JAKARTA, RADIANTVOICE.ID – Aliansi Jurnalis Independen (AJI) Indonesia melaporkan tiga kasus ketenagakerjaan di sektor media ke Dewan Pers. Kasus ini melibatkan jurnalis dari CNN Indonesia, Pinusi.com, dan Voice of America (VOA). Langkah ini bertujuan menyoroti persoalan ketenagakerjaan yang masih terjadi di berbagai perusahaan media.
Ketua Bidang Ketenagakerjaan AJI Indonesia, Edi Faisol, menyatakan bahwa laporan ini hanyalah sampel dari banyaknya pelanggaran hak pekerja media.
“Survei nasional kami menunjukkan kondisi pekerja freelance juga sangat memprihatinkan,” ujar Edi saat bertemu Dewan Pers di Jakarta, Selasa (21/1/2025).
Menurut Edi, banyak perusahaan media, baik nasional maupun daerah, yang tidak mematuhi standar verifikasi Dewan Pers dan aturan ketenagakerjaan. Bahkan, media asing seperti VOA dianggap lalai memenuhi kewajibannya terhadap pekerja.
Salah satu contoh pelanggaran terjadi pada mantan Ketua AJI Indonesia, Sasmito, yang menjadi korban pemutusan hubungan kerja (PHK) sepihak oleh VOA. Kasus ini menegaskan perlunya pengawasan ketat terhadap perusahaan media.
AJI meminta Dewan Pers menjalin kerja sama dengan Kementerian Ketenagakerjaan. Tujuannya, meningkatkan pengawasan hubungan industrial agar lebih adil dan memadai.
Edi menegaskan bahwa perusahaan media yang tidak mampu membayar upah layak seharusnya kehilangan sertifikasi Dewan Pers.
“Lebih baik dicabut sertifikasinya daripada menjadi tempat eksploitasi jurnalis,” katanya.
Ketua Dewan Pers, Ninik Rahayu, mengakui bahwa selama ini fokus Dewan Pers lebih banyak pada sengketa konten berita. Ia menyebut bahwa perhatian terhadap masalah ketenagakerjaan juga harus menjadi prioritas.
Ninik menyoroti pentingnya syarat verifikasi media, yang mencakup upah sesuai UMR dan jaminan sosial seperti BPJS Kesehatan dan Ketenagakerjaan. Namun, masih banyak perusahaan yang memanipulasi dokumen verifikasi.
“Beberapa perusahaan bahkan meminta pekerjanya mengembalikan uang setelah menerima transfer upah sesuai UMP,” ujar Ninik. Praktik ini menjadi salah satu bentuk pelanggaran yang harus ditindak tegas.

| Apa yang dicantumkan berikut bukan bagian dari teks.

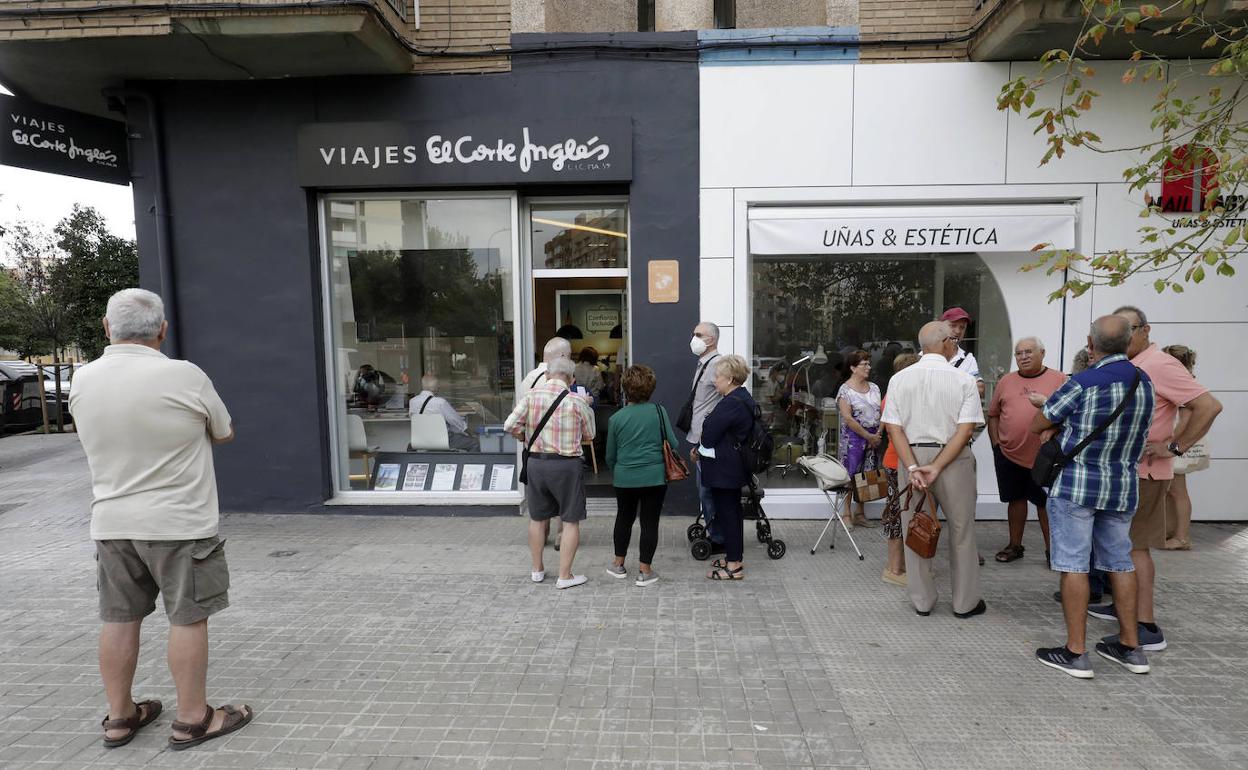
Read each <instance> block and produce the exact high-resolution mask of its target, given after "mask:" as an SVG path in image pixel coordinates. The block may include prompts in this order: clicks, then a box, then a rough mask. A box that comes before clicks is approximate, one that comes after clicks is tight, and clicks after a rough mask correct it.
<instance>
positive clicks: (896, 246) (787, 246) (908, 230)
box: [750, 206, 1075, 255]
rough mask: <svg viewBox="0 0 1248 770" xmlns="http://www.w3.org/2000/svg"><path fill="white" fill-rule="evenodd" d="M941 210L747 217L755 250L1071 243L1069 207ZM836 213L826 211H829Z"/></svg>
mask: <svg viewBox="0 0 1248 770" xmlns="http://www.w3.org/2000/svg"><path fill="white" fill-rule="evenodd" d="M1007 208H1012V211H1003V210H1002V211H996V212H995V211H992V210H991V208H990V207H982V206H976V207H973V208H971V207H967V208H966V210H957V208H956V207H947V208H945V210H940V211H912V212H911V211H905V210H889V208H880V210H877V212H869V211H864V210H854V211H845V212H835V211H832V210H827V208H812V210H801V208H796V210H795V208H786V210H774V211H766V210H761V211H760V212H759V213H760V215H761V216H758V217H755V216H754V215H753V213H751V217H750V252H751V253H755V255H815V253H915V252H924V253H929V252H987V251H1031V250H1032V248H1035V247H1037V246H1040V245H1045V246H1046V247H1048V248H1073V247H1075V215H1073V211H1071V212H1063V211H1055V208H1056V207H1045V211H1041V210H1038V208H1037V210H1036V211H1026V210H1025V207H1017V206H1016V207H1007ZM834 213H835V216H829V215H834Z"/></svg>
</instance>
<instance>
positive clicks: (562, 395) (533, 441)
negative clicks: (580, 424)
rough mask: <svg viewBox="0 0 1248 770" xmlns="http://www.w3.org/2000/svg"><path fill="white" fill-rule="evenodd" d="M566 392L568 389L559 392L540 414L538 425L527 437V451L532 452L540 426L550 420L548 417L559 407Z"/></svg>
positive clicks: (552, 414) (538, 435) (567, 391)
mask: <svg viewBox="0 0 1248 770" xmlns="http://www.w3.org/2000/svg"><path fill="white" fill-rule="evenodd" d="M567 394H568V391H564V392H562V393H559V396H557V397H555V399H554V403H552V404H550V408H549V409H547V413H545V414H543V416H542V421H540V422H538V427H537V428H535V429H534V431H533V436H530V437H529V446H527V447H525V448H524V451H525V452H527V453H532V452H533V442H535V441H537V439H538V436H540V433H542V428H544V427H545V424H547V423H548V422H550V417H552V416H553V414H554V411H555V409H558V408H559V402H560V401H563V399H564V397H565V396H567Z"/></svg>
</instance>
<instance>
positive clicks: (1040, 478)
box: [1031, 368, 1139, 489]
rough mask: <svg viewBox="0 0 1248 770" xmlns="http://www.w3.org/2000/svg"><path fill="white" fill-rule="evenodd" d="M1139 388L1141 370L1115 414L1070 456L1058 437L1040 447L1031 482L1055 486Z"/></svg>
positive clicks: (1108, 424) (1049, 486)
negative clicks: (1062, 473)
mask: <svg viewBox="0 0 1248 770" xmlns="http://www.w3.org/2000/svg"><path fill="white" fill-rule="evenodd" d="M1138 387H1139V369H1138V368H1137V369H1136V381H1134V382H1132V383H1131V388H1129V389H1128V391H1127V394H1126V396H1123V397H1122V401H1119V402H1118V406H1117V407H1114V409H1113V413H1112V414H1109V418H1108V419H1106V421H1104V422H1103V423H1101V424H1099V426H1097V429H1096V431H1093V432H1091V433H1088V434H1087V436H1086V437H1085V438H1083V441H1081V442H1080V443H1077V444H1075V448H1073V449H1071V453H1070V454H1066V453H1065V452H1062V442H1061V439H1060V438H1058V437H1056V436H1055V437H1053V438H1051V439H1048V441H1047V442H1045V443H1043V444H1041V446H1040V453H1037V454H1036V462H1035V463H1033V464H1032V467H1031V480H1033V482H1036V483H1037V484H1040V485H1041V487H1045V488H1046V489H1047V488H1050V487H1052V485H1053V482H1056V480H1057V477H1058V474H1061V472H1062V468H1065V467H1066V463H1068V462H1071V461H1072V459H1075V456H1076V454H1078V453H1080V452H1082V451H1083V449H1085V448H1086V447H1087V446H1088V444H1091V443H1092V441H1093V439H1094V438H1096V437H1098V436H1101V434H1102V433H1104V431H1106V428H1108V427H1109V426H1111V424H1113V421H1116V419H1118V416H1119V414H1122V411H1123V409H1124V408H1127V402H1128V401H1131V398H1132V397H1133V396H1134V394H1136V388H1138Z"/></svg>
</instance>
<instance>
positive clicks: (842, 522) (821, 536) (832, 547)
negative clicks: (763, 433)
mask: <svg viewBox="0 0 1248 770" xmlns="http://www.w3.org/2000/svg"><path fill="white" fill-rule="evenodd" d="M797 464H799V465H801V467H802V468H805V469H806V470H809V472H810V474H811V475H814V477H815V483H816V484H817V485H819V490H820V492H822V493H824V497H826V498H827V504H829V505H831V507H832V515H830V517H829V518H827V523H826V524H824V530H822V532H820V533H819V537H817V538H816V539H815V544H814V545H811V548H810V553H815V550H817V549H819V543H820V542H822V539H824V535H825V534H827V530H829V528H831V530H832V537H831V545H830V548H832V549H835V548H836V528H835V527H832V523H834V522H835V523H837V524H840V525H841V529H844V530H845V537H847V538H849V539H850V545H852V547H854V552H855V553H857V555H859V562H861V560H862V552H861V550H860V549H859V547H857V543H855V542H854V535H852V534H851V533H850V528H849V527H847V525H846V524H845V519H842V518H841V512H842V510H845V503H846V500H847V499H849V497H850V494H851V493H852V492H854V489H852V487H851V485H850V474H849V472H847V470H845V465H842V464H841V463H840V462H837V461H836V459H835V458H832V457H829V456H826V454H816V456H807V457H799V458H797Z"/></svg>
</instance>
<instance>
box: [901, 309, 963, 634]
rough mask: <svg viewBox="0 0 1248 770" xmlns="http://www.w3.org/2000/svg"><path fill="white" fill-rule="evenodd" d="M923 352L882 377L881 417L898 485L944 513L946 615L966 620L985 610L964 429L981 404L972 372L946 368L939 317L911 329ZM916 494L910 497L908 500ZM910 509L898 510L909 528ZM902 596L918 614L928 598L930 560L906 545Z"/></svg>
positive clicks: (951, 351)
mask: <svg viewBox="0 0 1248 770" xmlns="http://www.w3.org/2000/svg"><path fill="white" fill-rule="evenodd" d="M919 346H920V347H921V348H922V352H924V356H922V358H920V359H919V363H916V364H914V366H911V367H906V368H905V369H902V371H901V372H897V373H896V374H894V376H892V379H891V381H889V398H887V401H886V402H885V408H884V417H882V421H881V422H884V424H885V428H886V429H887V431H889V441H890V442H892V446H894V447H896V449H897V458H899V461H900V463H899V465H900V468H899V470H900V472H901V484H902V485H905V484H907V483H912V484H914V485H915V487H917V488H919V489H927V490H930V492H931V493H932V494H934V495H935V497H936V500H937V502H938V503H940V507H941V509H942V510H943V512H945V518H946V522H947V529H948V532H947V533H946V535H945V539H947V540H948V544H950V573H951V577H952V582H953V614H955V615H957V616H958V618H972V616H975V615H978V614H981V613H983V612H985V609H986V605H985V603H983V595H982V593H981V590H980V562H978V559H980V557H978V550H977V549H976V543H975V499H976V494H977V489H976V483H975V461H973V459H972V457H971V448H970V441H971V433H972V432H973V431H975V428H976V427H978V426H982V424H983V404H982V403H981V402H980V391H978V388H977V387H976V383H975V377H972V376H971V374H968V373H967V372H962V371H958V369H956V368H953V367H952V366H951V364H950V363H948V361H950V358H952V356H953V354H955V353H956V352H957V338H956V337H955V336H953V331H952V329H951V328H950V324H948V323H947V322H945V321H934V322H931V323H929V324H926V326H924V328H922V329H920V332H919ZM916 499H917V498H916ZM912 515H914V512H912V510H904V512H902V513H901V525H902V528H904V529H909V527H910V519H911V518H912ZM906 574H907V575H910V578H909V590H910V600H911V602H912V603H914V605H915V612H916V613H919V614H920V615H930V614H931V610H932V607H934V605H935V604H936V584H935V582H934V580H932V574H931V559H922V558H920V557H919V555H917V554H916V553H915V552H912V550H910V549H909V548H907V549H906Z"/></svg>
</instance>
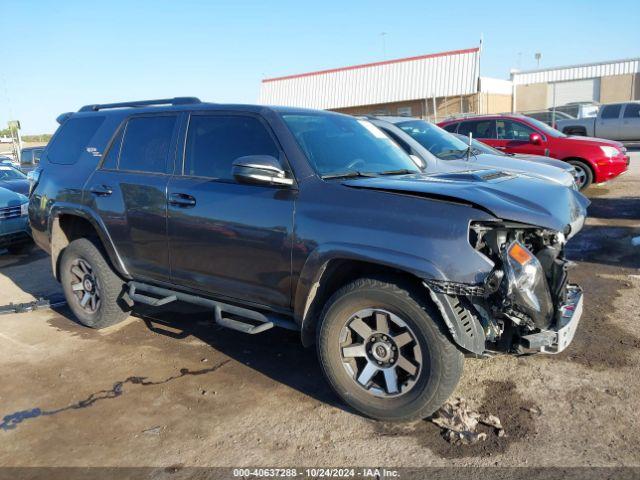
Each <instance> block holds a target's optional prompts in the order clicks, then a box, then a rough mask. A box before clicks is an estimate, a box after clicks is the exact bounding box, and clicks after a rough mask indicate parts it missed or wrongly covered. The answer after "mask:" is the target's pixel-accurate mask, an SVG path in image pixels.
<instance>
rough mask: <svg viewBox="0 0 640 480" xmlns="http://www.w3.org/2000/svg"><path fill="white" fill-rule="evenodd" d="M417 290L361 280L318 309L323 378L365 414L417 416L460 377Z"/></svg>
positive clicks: (450, 391)
mask: <svg viewBox="0 0 640 480" xmlns="http://www.w3.org/2000/svg"><path fill="white" fill-rule="evenodd" d="M424 293H425V292H419V291H418V288H416V287H414V286H413V285H410V284H408V283H406V284H405V283H404V282H402V281H400V282H394V281H392V280H390V279H384V278H380V279H377V278H363V279H359V280H356V281H354V282H352V283H350V284H348V285H345V286H344V287H342V288H341V289H340V290H338V291H337V292H336V293H335V294H334V295H333V296H332V297H331V298H330V299H329V301H328V302H327V304H326V305H325V307H324V309H323V312H322V315H321V318H320V325H319V326H318V342H317V345H318V356H319V358H320V363H321V365H322V368H323V371H324V374H325V376H326V377H327V379H328V381H329V383H330V384H331V386H332V387H333V389H334V390H335V392H336V393H337V394H338V396H340V398H342V400H344V401H345V402H346V403H347V404H349V405H350V406H351V407H353V408H354V409H356V410H358V411H359V412H361V413H363V414H365V415H367V416H369V417H372V418H376V419H379V420H390V421H405V420H414V419H421V418H425V417H427V416H429V415H431V414H432V413H433V412H435V411H436V410H437V409H438V408H439V407H441V406H442V404H443V403H444V402H445V401H446V399H447V398H448V397H449V395H451V393H452V392H453V390H454V389H455V387H456V385H457V384H458V381H459V380H460V377H461V375H462V369H463V362H464V357H463V355H462V353H461V352H460V351H459V350H458V349H457V348H456V347H455V345H454V344H453V343H452V342H451V341H450V340H449V339H448V338H447V335H446V333H445V329H444V328H443V325H442V322H441V321H440V316H439V314H438V313H437V311H435V309H434V308H433V307H432V305H431V304H430V303H428V302H427V301H426V298H425V295H424ZM356 314H357V315H356ZM407 362H408V363H407ZM392 370H393V371H392Z"/></svg>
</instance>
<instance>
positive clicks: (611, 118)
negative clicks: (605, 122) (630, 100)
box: [600, 103, 622, 120]
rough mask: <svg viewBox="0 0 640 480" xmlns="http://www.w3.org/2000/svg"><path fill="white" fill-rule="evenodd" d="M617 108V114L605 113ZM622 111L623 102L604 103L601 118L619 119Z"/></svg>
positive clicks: (605, 118)
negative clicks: (608, 115)
mask: <svg viewBox="0 0 640 480" xmlns="http://www.w3.org/2000/svg"><path fill="white" fill-rule="evenodd" d="M612 110H617V111H616V114H615V116H606V117H605V113H607V111H612ZM621 113H622V104H621V103H613V104H611V105H603V106H602V111H601V112H600V118H601V119H602V120H617V119H618V118H620V114H621Z"/></svg>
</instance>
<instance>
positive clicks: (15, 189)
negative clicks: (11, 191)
mask: <svg viewBox="0 0 640 480" xmlns="http://www.w3.org/2000/svg"><path fill="white" fill-rule="evenodd" d="M0 187H2V188H6V189H8V190H11V191H12V192H17V193H21V194H22V195H28V194H29V182H28V181H27V180H0Z"/></svg>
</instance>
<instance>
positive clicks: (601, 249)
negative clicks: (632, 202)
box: [566, 225, 640, 268]
mask: <svg viewBox="0 0 640 480" xmlns="http://www.w3.org/2000/svg"><path fill="white" fill-rule="evenodd" d="M638 237H640V226H638V227H617V226H605V225H597V226H596V225H586V226H585V227H584V228H583V229H582V231H580V233H578V234H577V235H576V236H575V238H573V239H571V241H569V242H568V243H567V246H566V254H567V258H569V259H570V260H577V261H581V262H590V263H600V264H603V265H612V266H616V267H622V268H640V245H634V244H633V243H632V241H633V239H634V238H638Z"/></svg>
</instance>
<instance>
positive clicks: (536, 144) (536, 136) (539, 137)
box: [529, 133, 542, 145]
mask: <svg viewBox="0 0 640 480" xmlns="http://www.w3.org/2000/svg"><path fill="white" fill-rule="evenodd" d="M529 143H532V144H533V145H541V144H542V137H541V136H540V134H539V133H532V134H531V135H529Z"/></svg>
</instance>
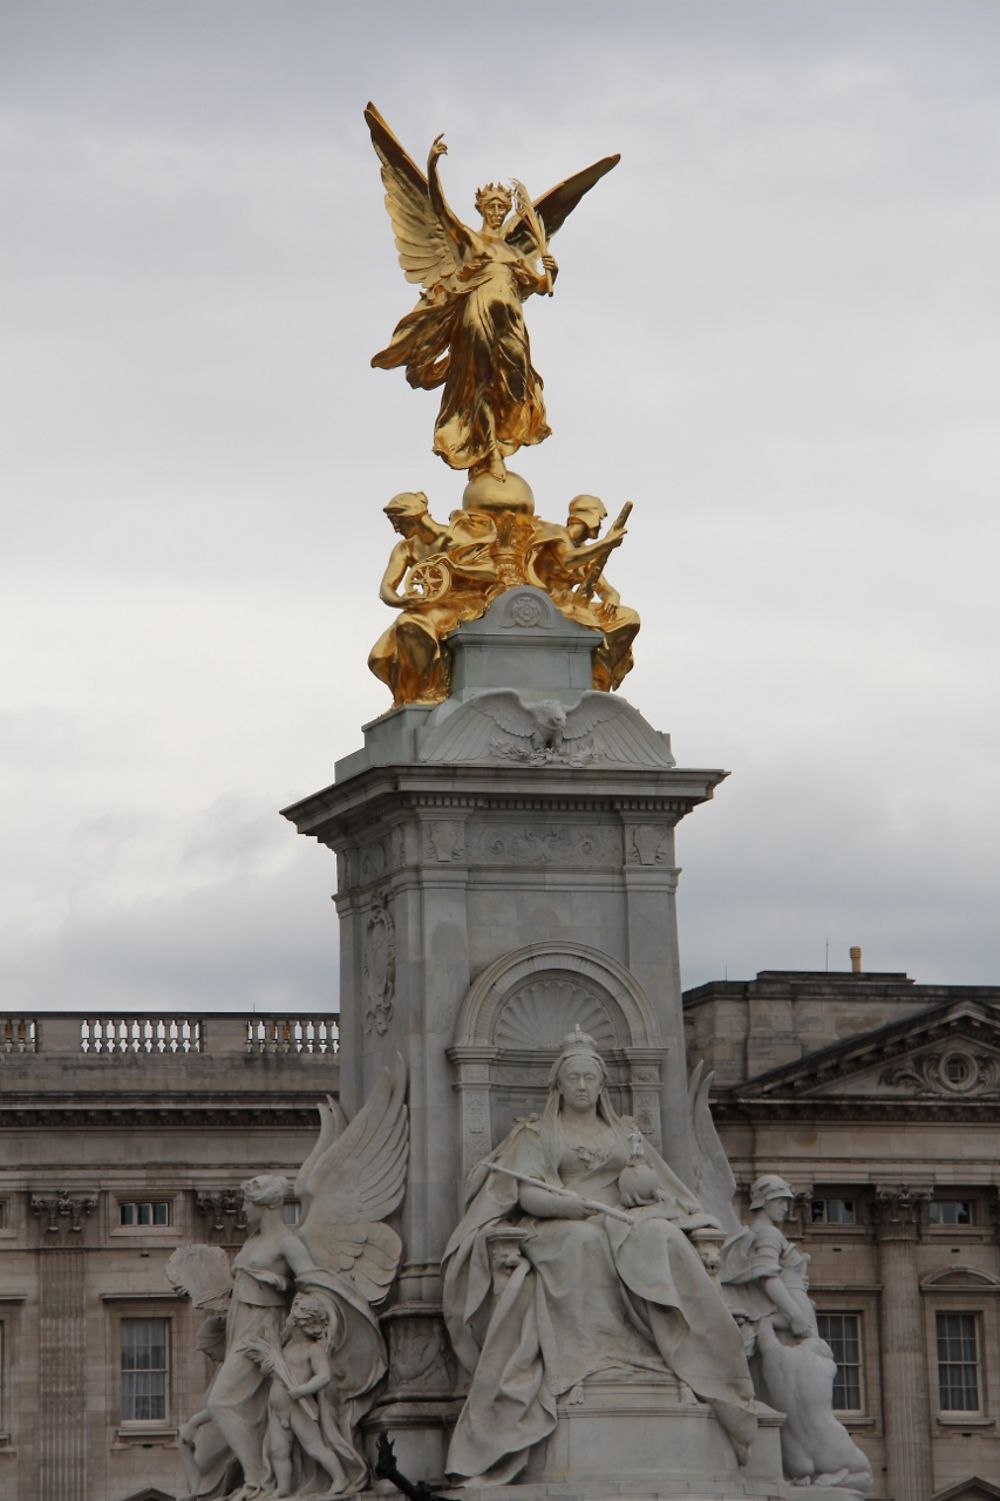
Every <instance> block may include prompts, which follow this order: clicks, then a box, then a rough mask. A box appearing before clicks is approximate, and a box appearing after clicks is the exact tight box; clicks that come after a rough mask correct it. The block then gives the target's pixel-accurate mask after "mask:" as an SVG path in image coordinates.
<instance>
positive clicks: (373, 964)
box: [362, 893, 396, 1037]
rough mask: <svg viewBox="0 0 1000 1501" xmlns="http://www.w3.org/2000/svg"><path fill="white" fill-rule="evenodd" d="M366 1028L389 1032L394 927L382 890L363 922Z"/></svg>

Ninik juga mendorong perusahaan media menghormati hak jurnalis untuk mendirikan serikat pekerja. Sayangnya, kasus seperti yang dialami Solidaritas Pekerja CNN Indonesia (SPCI) menunjukkan bahwa dialog konstruktif sering kali tidak terjadi.
Hak berserikat, menurut Ninik, adalah bagian dari hak asasi manusia yang diatur dalam Pasal 28 UUD 1945.
“Pendirian serikat pekerja tidak boleh dihalang-halangi,” tegasnya.
Dewan Pers bahkan mengusulkan agar keberadaan serikat pekerja dijadikan nilai tambah dalam proses verifikasi media. Hal ini diharapkan mampu mendorong perusahaan media lebih peduli terhadap kesejahteraan karyawannya.
Ketua Komisi Hubungan Antar Lembaga dan Luar Negeri Dewan Pers, Totok Suryanto, menyoroti ketergantungan banyak media daerah pada anggaran pemerintah. Ketergantungan ini dianggap mengancam independensi jurnalistik.
“Ketergantungan ini membuat media berpotensi menjadi alat propaganda atau hubungan masyarakat bagi pemerintah daerah,” jelas Totok. Kondisi ini, menurutnya, perlu segera diatasi.
Dewan Pers berencana memperketat regulasi terkait pengawasan implementasi syarat administrasi perusahaan media. Langkah ini diharapkan mampu mencegah pelanggaran ketenagakerjaan dan meningkatkan kualitas industri media secara keseluruhan (RED).